Capitolo 10 (aggiornato)
10
Gavin
« cosa?», gli faccio eco incredulo.
«Cos'è, sei sordo?», mi chiede sprezzante l'uomo, come se avesse seri dubbi sulle mie facoltà mentali. Poi si rivolge a Lora, che sta tremando per lo shock e per il freddo alle mie spalle: «Vieni qua, sorellina».
Mi irrigidisco quando lei mi supera e gli corre incontro, abbandonandosi al suo abbraccio. Lui si sfila la giaccia e gliela posa sulle spalle, coprendola con cura.
«Mi sei mancata», le sussurra fra i capelli.
Mi sento a disagio, è chiaro che non si vedono da molto e che io sono di troppo. Faccio per entrare quando lo sento: «Credi che quel bellimbusto del tuo ragazzo mi offrirà il pranzo? Sto morendo di fame».
Mi giro. «Mi spiace la cucina è chiusa, torna più tardi».
«Gavin...», gli occhi di Lora si posano sui miei, dolci e supplichevoli, e questo mi induce a cambiare idea. Dannazione, non riesco a resistere a quello sguardo!
«Va bene», mi arrendo, senza però nascondere la mia irritazione.
Gli faccio strada nel locale. «Ti puoi sedere là», dico indicando un tavolo dalla parte opposta della sala. Poi prendo Lora per un braccio. La porta della cucina sbatte alle nostre spalle. «Perché diavolo non mi hai detto di avere un fratello?», non mi sforzo nemmeno di abbassare la voce.
«Non mi sembrava importante. Te l'avrei detto, comunque».
«Davvero? Prima o dopo che si presentasse alla mia porta?»
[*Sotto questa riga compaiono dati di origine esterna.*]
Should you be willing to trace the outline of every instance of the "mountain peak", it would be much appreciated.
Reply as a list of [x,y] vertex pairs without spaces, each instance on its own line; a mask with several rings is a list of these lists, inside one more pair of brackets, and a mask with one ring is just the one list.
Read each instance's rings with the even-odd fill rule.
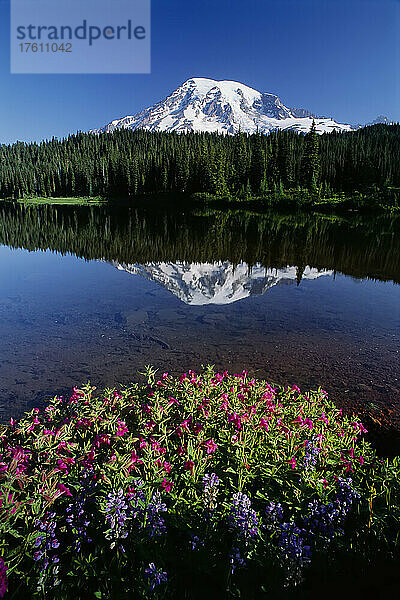
[[116,119],[92,133],[121,128],[225,134],[292,129],[305,133],[313,118],[318,133],[351,130],[350,125],[315,117],[305,109],[290,109],[271,92],[259,92],[238,81],[192,77],[154,106]]

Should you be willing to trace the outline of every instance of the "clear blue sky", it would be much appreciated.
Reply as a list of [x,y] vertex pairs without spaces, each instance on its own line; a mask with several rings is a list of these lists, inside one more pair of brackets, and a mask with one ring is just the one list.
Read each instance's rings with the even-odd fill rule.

«Fa differenza? Non lo vedo da anni! Non sapevo fosse tornato!» Adesso è lei che sta urlando, lacrime copiose cominciano a rigarle le guance. L'avvicino e cerco di placare con le mie carezze i suoi singhiozzi.
«Ok, ok scusami...»
«Due anni fa si è arruolato nei Marines», comincia a spiegare lei, «voleva seguire le orme di nostro padre. Non lo sentivo da mesi...» Parla in fretta, sopraffatta dall'emozione. Prendo uno sgabello e la faccio sedere sulle mie ginocchia. La cullo accarezzandole la schiena e dimenticandomi di tutto il resto, finché dalla sala sento gridare: «Insomma quando si mangia?»
La spingo ad alzarsi, apro il frigo e comincio a tirare fuori le scatole con gli avanzi.
«I tuoi vestiti sono nel mio ufficio», dico preparando il primo piatto. Lei si passa una mano fra i capelli scompigliati, il viso ancora arrossato per l'agitazione. Va verso la porta.
«Grazie», dice un attimo prima di uscire.
Porto i piatti in tavola e mi siedo di fronte a Jeremy, che mi scruta con un'occhiata arcigna. Poi inizia mangiare senza fare troppi complimenti. Lo osservo divorare tutto ciò che gli ho portato come se non facesse un pasto decente da mesi, e questo placa un po' la mia irritazione.
«Lora mi ha detto che sei un marine», dico cercando di intavolare una conversazione. «Esatto, amico». Si batte con orgoglio una mano all'altezza del cuore, dove lo scintillio delle piastrine militari fa bella mostra di sé sopra la maglietta.
«Complimenti».
Beve un altro sorso di birra.
«Là è dura, sono stato congedato», abbassa lo sguardo, sembra in imbarazzo.
«Ti fa comunque onore».
«Grazie». Finisce di mangiare. Si dondola all'indietro sulla sedia e dal suo sguardo capisco che i convenevoli sono finiti.
«Tu e Lora sembrate intimi. State insieme?»
«Non proprio», rispondo.
«Te la scopi e basta?»
«Non proprio», e mi sfugge un mezzo sorriso nel ripensare a ciò che è accaduto solo poche ore prima.
«Capisco». Si alza spostando la sedia. «Beh, grazie per il pranzo, Gavin. Porta i miei complimenti allo chef, era tutto buonissimo». Si avvicina più del dovuto, lo sguardo minaccioso, battendomi una mano sulla spalla. «E, fammi un favore, d'ora in poi stai lontano da mia sorella».